Since ethical journalists disclose their biases, I'll tell you mine straight out: I love honey. I even put it in my morning coffee, making an ordinary cup of Joe ambrosial.
I like honey for the taste, sure, but I also love the fact that, unlike refined sugar, honey -- provided it hasn't been subjected to high temperatures during processing -- is infused with all sorts of good things like vitamins and minerals, antioxidants and living enzymes. Honey also has a lower glycemic index, hence it has a more gradual and healthier release into the bloodstream than sugar. Moreover, it has antimicrobial properties, and has even been used to treat diabetic ulcers and certain antibiotic resistant infections.
Finally, I love honey because I am a great fan of the industrious and beneficent bees that make it. Or do they?
That is the question raised in an eye-opening new study published by Food Safety News. The group's food scientists say that over three quarters of the honey sold in American supermarkets and drug stores may not be what the bees created, but a watered down, reconstituted hodge-podge of the real deal mixed with other cheaper, less savory, and often less safe, ingredients.
The problem, according to the Food Safety News report, is that there is no way to tell if honey is really honey except by looking through a microscope at the pollen grains imbedded in it. And these highly nutritious grains are frequently filtered out of the final product leaving no way to determine whether it is really honey, or a highly processed syrup which bears that name.
It is for this reason that U.S. Food and Drug Administration rules state that any product that contains no pollen cannot be called honey. But the understaffed FDA isn't checking. So the Food Safety News sent 60 jars, jugs and plastic bears of store-bought honey to Vaughn Bryant, a professor at Texas A&M University, the director of the schools Palynology Research Laboratory.
Bryant's results were astonishing: virtually all drug store honey and small individually packaged honey served up in fast food outlets does not contain pollen, and 76 percent of the amber stuff sold in America's leading supermarket chains is likewise devoid of this telltale evidence of its origins, and therefore does not qualify as honey by the FDA's own standards. On the other hand, all of the samples bought at farmers markets, coops and health food stores were infused with the traces of pollen that proved it was real.
Commercial honey manufactures say that they ultra-filter it because shoppers want honey that is crystal clear and devoid of impurities. But there are other reasons the pollen gets removed, including the desire to conceal where it comes from, and lace it with cheap additives. Since pollen's source is local blossoms, the type of pollens found in honey tells botanists where the honey originated, and whether it is authentic.
"It's no secret to anyone in the business that the only reason all the pollen is filtered out is to hide where it initially came from and the fact is that in almost all cases, that is China," says Richard Adee, the Washington Legislative Chairman of the American Honey Producers Association, and one of America's largest independent honey producers.
Not only is low cost Chinese honey forcing many American bee-keepers out of business, but the unregulated liquid is often heavily adulterated with high fructose corn syrup and other sweeteners, as well as being tainted with chloramphenicol, heavy-metal toxins and a witches brew of agro-chemicals, including some illegal animal antibiotics, which are fatal to a small percentage of the population.
In 2001, the U.S. imposed high tariffs on Chinese honey to prevent the dubious syrup from flooding our market. Chinese producers responded by illegally transshipping their product to other countries, such as India, where the laundered "honey" is then sent to the U.S. Few American distributors put their product through the costly lab tests which could determine if it is contaminated.
In 2010 the European Union effectively banned much of the transshipped Chinese honey from their market.

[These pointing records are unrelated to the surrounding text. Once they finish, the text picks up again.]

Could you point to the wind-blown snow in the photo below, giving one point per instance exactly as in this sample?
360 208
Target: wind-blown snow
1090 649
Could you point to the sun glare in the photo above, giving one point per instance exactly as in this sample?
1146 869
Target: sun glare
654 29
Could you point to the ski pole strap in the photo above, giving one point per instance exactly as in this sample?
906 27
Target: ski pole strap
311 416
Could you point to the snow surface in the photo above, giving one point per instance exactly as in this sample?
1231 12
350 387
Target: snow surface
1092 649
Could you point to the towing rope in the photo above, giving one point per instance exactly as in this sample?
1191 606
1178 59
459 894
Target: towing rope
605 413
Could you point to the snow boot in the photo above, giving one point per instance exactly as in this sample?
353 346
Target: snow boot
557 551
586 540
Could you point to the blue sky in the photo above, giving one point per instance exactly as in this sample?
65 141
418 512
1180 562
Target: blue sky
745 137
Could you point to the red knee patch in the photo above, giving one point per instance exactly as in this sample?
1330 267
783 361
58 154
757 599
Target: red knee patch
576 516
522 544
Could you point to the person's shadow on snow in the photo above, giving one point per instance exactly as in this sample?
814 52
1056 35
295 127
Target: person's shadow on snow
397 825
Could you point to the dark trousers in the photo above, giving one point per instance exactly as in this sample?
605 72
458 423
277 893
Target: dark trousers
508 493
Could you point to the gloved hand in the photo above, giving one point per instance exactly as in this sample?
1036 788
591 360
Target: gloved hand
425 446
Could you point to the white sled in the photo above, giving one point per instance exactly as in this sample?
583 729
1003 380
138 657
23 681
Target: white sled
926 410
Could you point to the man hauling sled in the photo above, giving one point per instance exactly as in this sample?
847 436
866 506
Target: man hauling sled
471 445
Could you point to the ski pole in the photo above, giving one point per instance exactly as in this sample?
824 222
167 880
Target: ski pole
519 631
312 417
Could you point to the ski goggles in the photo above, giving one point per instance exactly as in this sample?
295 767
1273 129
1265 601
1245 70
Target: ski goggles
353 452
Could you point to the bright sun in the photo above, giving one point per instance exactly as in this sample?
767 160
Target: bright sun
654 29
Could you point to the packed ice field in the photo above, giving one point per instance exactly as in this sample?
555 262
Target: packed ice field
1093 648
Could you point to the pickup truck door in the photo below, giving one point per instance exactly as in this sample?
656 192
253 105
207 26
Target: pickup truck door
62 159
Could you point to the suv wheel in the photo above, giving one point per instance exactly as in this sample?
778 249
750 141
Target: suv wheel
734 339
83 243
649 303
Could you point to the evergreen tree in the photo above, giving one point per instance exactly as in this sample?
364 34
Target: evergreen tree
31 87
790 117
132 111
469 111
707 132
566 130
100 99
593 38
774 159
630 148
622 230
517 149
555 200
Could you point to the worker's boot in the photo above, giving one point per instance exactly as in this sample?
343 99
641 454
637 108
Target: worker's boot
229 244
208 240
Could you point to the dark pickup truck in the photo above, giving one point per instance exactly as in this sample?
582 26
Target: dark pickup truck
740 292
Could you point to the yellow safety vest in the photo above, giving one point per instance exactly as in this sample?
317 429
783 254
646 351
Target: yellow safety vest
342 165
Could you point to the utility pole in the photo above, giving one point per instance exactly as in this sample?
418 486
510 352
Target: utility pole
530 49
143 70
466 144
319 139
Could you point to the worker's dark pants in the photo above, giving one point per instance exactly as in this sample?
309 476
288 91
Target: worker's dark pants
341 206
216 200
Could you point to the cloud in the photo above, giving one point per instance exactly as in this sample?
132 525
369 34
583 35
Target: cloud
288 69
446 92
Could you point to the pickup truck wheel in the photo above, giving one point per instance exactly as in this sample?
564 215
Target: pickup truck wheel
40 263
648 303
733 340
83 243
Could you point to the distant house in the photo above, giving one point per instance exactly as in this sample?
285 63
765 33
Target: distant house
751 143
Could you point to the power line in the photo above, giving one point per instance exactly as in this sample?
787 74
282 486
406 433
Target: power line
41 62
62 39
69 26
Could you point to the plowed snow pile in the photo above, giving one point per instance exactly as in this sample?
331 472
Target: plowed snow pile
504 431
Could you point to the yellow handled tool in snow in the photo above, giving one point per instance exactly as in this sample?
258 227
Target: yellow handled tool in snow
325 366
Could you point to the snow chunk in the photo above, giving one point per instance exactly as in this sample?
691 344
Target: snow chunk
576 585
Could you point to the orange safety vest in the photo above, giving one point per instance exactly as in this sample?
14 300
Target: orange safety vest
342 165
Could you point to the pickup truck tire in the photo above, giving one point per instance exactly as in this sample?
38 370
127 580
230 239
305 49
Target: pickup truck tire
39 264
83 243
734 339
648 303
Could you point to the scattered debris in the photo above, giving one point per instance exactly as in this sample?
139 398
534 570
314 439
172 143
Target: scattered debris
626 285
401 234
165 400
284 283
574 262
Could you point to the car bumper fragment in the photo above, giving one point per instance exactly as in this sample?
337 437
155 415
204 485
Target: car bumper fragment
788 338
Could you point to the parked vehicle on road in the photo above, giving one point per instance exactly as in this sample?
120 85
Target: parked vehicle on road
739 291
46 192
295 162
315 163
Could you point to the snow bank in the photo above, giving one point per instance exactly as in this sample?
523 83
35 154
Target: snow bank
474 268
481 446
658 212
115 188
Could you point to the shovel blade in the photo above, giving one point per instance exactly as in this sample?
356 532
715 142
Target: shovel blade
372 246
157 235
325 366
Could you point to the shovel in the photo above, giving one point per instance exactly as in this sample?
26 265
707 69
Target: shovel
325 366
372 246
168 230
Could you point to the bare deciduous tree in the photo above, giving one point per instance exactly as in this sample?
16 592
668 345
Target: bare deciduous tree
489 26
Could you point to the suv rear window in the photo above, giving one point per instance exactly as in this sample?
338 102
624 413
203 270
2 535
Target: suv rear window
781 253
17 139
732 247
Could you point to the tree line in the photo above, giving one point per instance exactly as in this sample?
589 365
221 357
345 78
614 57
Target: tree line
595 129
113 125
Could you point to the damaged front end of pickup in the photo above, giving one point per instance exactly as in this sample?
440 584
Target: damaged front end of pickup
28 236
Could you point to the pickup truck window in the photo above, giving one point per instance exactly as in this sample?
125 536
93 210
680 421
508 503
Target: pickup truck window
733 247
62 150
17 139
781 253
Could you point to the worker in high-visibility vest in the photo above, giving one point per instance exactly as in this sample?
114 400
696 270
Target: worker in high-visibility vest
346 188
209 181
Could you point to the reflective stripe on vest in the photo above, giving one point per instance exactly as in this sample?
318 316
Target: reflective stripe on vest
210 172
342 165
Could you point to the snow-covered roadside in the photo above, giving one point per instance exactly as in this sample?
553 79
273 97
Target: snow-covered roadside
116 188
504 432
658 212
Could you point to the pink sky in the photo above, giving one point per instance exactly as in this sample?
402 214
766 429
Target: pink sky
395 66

But U.S. official have not yet followed suit. More than half of the honey consumed in the U.S. is from unknown foreign sources. In an effort unveiled at the 2011 North American Beekeeping Conference in Galveston in January, a group called True Source Honey announced a voluntary certification program for producers and distributors who are able to prove that their honey comes from legal and legitimate sources. They are also lobbying the FDA to take more effective measures in strictly defining honey and regulating its sale.
Until that happens, better to stick with certified organic and raw honey, which is likely to be closer to what the bees have so generously provided us.